If government uses formats proprietary to itself, it should of course provide the means to read and preferably to manipulate the encoded data. Where government makes use of proprietary commercial formats, it should provide links to free tools for accessing that data. Unless the pet shop owner was extremely unfortunate in her choice of computing tool, or the department peculiarly recondite in its selection of file format, free tools would very likely have been available. But whenever a proprietary format is used, the first question has to be: Why?
That said, file formats per se are only part of the problem. Far more often, government makes information available in a format that is deliberately less useful than it could be - or of no use at all.
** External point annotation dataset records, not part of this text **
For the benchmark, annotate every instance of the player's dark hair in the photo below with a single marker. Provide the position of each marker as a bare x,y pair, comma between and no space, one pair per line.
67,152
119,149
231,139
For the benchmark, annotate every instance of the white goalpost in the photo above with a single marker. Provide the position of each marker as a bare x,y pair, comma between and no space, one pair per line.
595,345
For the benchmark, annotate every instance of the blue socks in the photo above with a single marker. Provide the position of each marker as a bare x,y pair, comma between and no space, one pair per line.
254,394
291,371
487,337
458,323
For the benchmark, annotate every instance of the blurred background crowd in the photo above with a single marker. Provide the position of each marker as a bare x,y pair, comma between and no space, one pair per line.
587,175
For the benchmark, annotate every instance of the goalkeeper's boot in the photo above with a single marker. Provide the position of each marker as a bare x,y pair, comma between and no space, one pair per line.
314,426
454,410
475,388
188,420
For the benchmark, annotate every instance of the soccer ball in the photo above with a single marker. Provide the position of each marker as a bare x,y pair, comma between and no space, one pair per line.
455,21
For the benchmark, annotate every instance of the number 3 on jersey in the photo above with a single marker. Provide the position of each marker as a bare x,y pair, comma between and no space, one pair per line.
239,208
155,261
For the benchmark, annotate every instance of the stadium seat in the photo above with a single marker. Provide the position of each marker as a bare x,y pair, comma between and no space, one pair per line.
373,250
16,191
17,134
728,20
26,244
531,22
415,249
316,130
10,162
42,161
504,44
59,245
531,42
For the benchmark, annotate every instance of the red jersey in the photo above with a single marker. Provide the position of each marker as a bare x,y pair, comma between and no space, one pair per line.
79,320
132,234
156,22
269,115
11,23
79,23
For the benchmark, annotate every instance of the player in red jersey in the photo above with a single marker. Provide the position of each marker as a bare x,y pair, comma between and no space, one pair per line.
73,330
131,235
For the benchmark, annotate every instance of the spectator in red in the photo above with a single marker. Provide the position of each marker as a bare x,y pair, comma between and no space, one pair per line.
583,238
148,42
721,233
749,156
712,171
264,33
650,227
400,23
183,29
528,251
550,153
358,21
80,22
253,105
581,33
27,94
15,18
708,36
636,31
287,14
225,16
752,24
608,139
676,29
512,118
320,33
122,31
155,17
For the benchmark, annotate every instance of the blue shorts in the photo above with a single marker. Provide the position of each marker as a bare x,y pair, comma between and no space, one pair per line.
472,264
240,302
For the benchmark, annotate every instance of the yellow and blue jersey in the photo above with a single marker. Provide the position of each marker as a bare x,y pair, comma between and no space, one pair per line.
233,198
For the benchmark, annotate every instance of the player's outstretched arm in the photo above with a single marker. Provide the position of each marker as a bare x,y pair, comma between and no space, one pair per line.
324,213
As an example, the Valuations Office Agency defines broad rental market areas (BRMA). These areas are used to set the maximum local housing allowances that can be paid as housing benefit to private sector tenants. The agency holds a map of postcodes to BRMAs which can be accessed interactively on its website. A number of organizations have asked for this mapping as a table.
One VOA response to such a request went:
"4. A BRMA is properly defined by its borders, in other words, by lines drawn on a map. The LHA Direct site already contains maps of all BRMAs. Accordingly, this information is reasonably accessible
to you already and is exempt from disclosure under section 21(1) of the Act."
This is of course, less than useless - the maps are *literally* pictures with boundaries drawn in thick lines - not geographic data. The maps are embedded in .PDFs, but simply changing them to another file format would make no difference.
And if this information was provided as a table, it wouldn't matter much whether it was sent as .xls, .csv, .json or .xml - just so long as it was in a format that permitted it to be useful. Instead, some people have resorted to scraping the interactive service, which is not ideal for anyone.